Selbstverständlich würde ich mich auch darüber freuen, wenn man den Hype nutzt und mal wieder ein klassisches „Nationaal Sonfestival“ veranstaltet, als Fan sind VEs ja immer spannender als Anfang März vor den Latz geknallte Videos, aber beim jetzigen Team, das durchaus den Ehrgeiz haben dürfte, nicht wie die letzten Gastgeber abzustürzen, kann ich mir sehr gut vorstellen, dass man so weiter macht wie bisher.

Karin
Karin
4 Jahre zuvor

@Benjamin Antwort leider etwas spät, finde es eher unfair, dass die Big5 und Gastgeber nur einmal ihr Lied komplett vorstellen können, wir kennen ja den Effekt des Schön hörens.

Das die Big5 und Gastgeber für das Finale gesetzt sind, ist ja nun eine ganz andere Geschichte, dann müsste man ja sagen, es ist nicht okay sich den Eintritt ins Finale zu erkaufen, wobei sich dann aber wiederum die Frage stellt, wer soll den ESC denn finanzieren, wenn nicht die Big5. Würde er überhaupt ohne das Geld der Big5 stattfinden ?

Vielleicht könntet ihr mal einen Artikel über den ganzen Finanzierungshintergrund bringen und wie doof es ist nicht mitmachen zu dürfen, obwohl man zum grössten Geldgeber der Veranstaltung gehört, siehe ESC 1996 Leon mit Planet of blue

Übrigens fand ich UK total gut, eine echte Hymne im alten Stil

Frédéric
Frédéric
4 Jahre zuvor
Reply to  Karin

Natürlich kann es in einzelnen Fällen von Vorteil sein, den Song schon im Halbfinale performen zu können, aber zum einen bleibt das Gegenbeispiel Italien und auf der anderen Seite fühlt es sich auch einfach unsportlich an, nur wegen dem Geld ins Finale zu kommen. Man stelle sich mal vor, Katar würde 2022 die Gruppenphase der WM überspringen – Geld genug wäre wohl da …

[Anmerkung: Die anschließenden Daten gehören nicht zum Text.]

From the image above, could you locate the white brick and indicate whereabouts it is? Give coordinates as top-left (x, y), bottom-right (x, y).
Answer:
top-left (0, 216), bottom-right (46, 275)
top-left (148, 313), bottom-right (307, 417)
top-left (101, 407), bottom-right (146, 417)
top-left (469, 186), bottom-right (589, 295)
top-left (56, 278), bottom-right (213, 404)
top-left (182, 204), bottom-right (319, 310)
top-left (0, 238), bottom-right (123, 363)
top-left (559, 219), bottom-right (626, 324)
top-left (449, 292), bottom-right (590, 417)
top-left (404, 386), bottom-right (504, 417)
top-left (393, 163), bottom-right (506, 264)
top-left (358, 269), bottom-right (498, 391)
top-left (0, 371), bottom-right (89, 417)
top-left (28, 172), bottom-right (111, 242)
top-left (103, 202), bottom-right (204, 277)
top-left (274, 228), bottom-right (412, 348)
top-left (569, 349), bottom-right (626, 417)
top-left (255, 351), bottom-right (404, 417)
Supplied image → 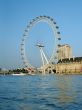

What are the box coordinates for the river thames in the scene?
[0,74,82,110]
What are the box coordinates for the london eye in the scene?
[20,15,61,69]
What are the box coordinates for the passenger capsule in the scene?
[32,19,35,21]
[27,25,30,28]
[23,34,26,36]
[30,21,32,24]
[22,57,24,59]
[22,38,24,41]
[21,43,24,45]
[58,38,61,40]
[40,16,43,18]
[51,18,53,21]
[21,53,24,55]
[25,29,28,32]
[23,62,26,64]
[47,16,50,19]
[57,32,60,34]
[43,15,46,17]
[58,44,61,47]
[56,26,59,29]
[21,48,24,50]
[53,22,56,24]
[36,17,39,19]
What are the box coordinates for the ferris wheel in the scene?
[20,15,61,68]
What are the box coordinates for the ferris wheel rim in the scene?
[20,15,61,68]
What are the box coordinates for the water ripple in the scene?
[0,74,82,110]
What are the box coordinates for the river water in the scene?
[0,74,82,110]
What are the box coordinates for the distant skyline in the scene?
[0,0,82,69]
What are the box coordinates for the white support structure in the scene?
[40,48,49,64]
[36,44,49,74]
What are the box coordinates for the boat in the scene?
[12,72,26,76]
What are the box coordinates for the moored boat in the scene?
[12,72,26,76]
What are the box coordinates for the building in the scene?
[58,44,72,60]
[56,57,82,74]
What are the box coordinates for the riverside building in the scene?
[55,44,82,74]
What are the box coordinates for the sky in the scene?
[0,0,82,69]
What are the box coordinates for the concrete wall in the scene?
[56,62,82,74]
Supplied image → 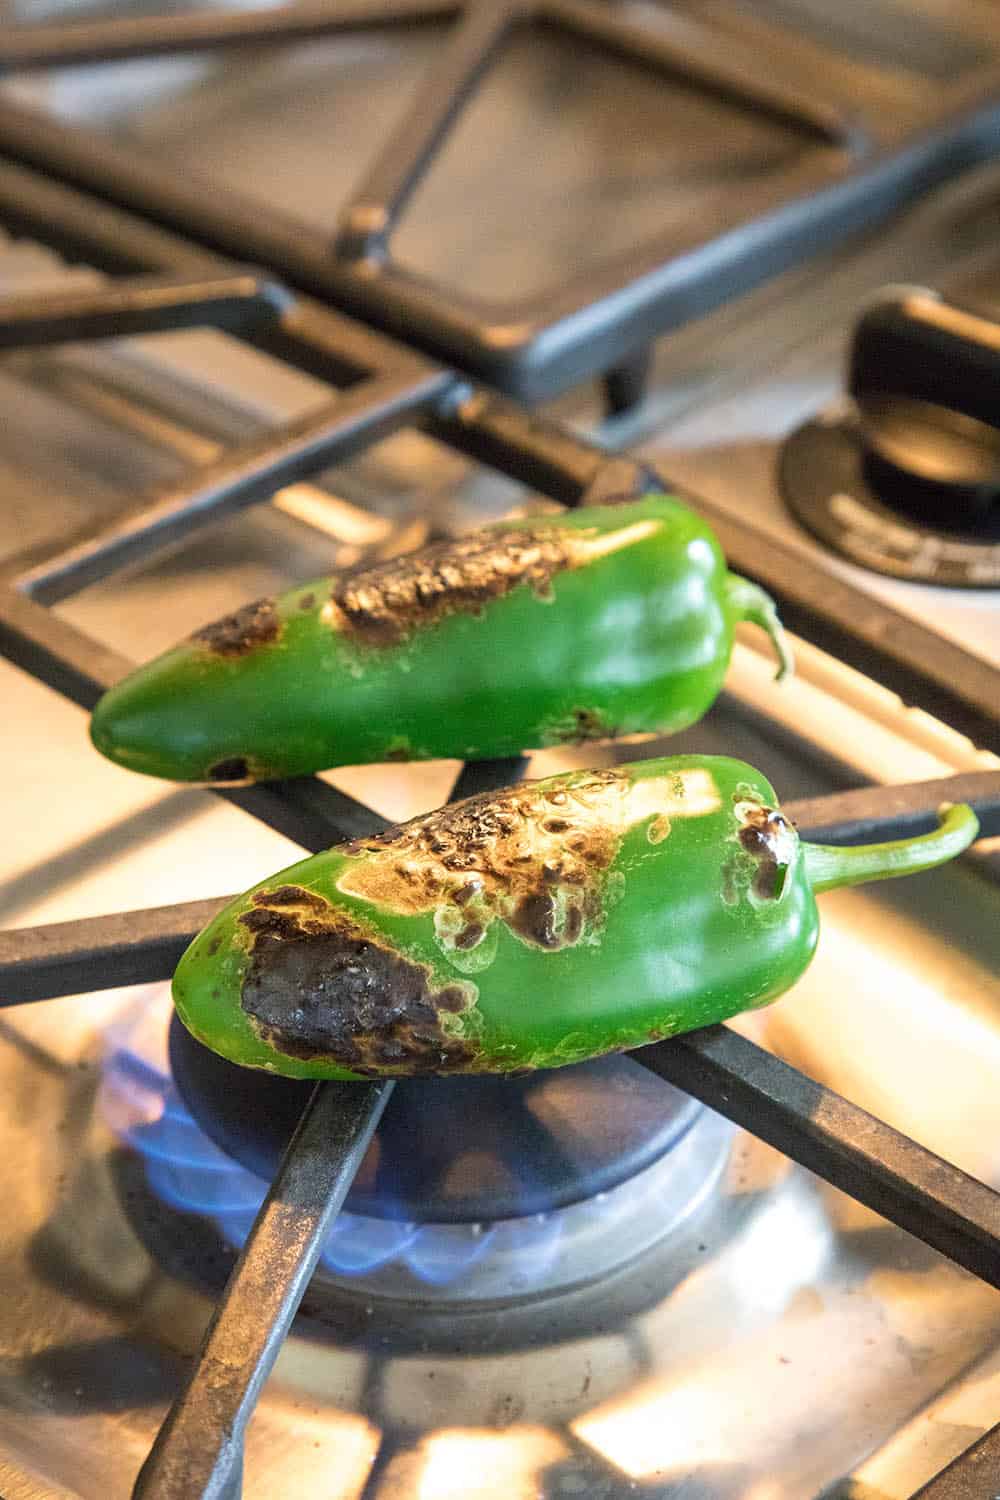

Gute Erfolgs-Aussichten bekommt man eher mit einem Händchen für die richtigen Acts (siehe floppys Ausführung zur Entwicklung der Niederlande), aber vielleicht auch mit der richtigen Stimmung im Lande in Bezug auf den ESC. Da fürchte ich, dass der NDR die Situation nicht so recht in Griff bekommt. Klar gab es in den letzten 10 Jahren immer wieder mal okaye Acts im dt. VE, aber von einem Vorentscheid, an dem auch etalblierte Acts gerne teilnehmen, und zwar unabhängig von der Frage, ob sie gewinnen, sind wir noch weit entfernt (man könnte meinen Lichtjahre …).

Jorge
Jorge
4 Jahre zuvor
Reply to  Frédéric

Katar muss sich nicht für das ENDturnier qualifizieren. Soviel zum Thema Fussballvergleiche.

Matty
Matty
4 Jahre zuvor

Nachdem der diesjährige Gastgeber Israel seine ESC-Teilnahme für das kommende Jahr bestätigte, gibt es nun erste Details. Die Castingshow „HaKokhav HaBa L’Eurovizion“ wird erneut als Vorentscheid für die Suche nach dem Künstler fungieren. In einer zweiten Show soll der passende Wettbewerbsbeitrag dafür gefunden werden:

https://escxtra.com/2019/07/15/israel-2-selection-shows-confirmed-for-2020-participation/

Das Verfahren sollte dieses Jahr schon angewendet werden, doch KAN entschied sich dann doch für eine interne Auswahl.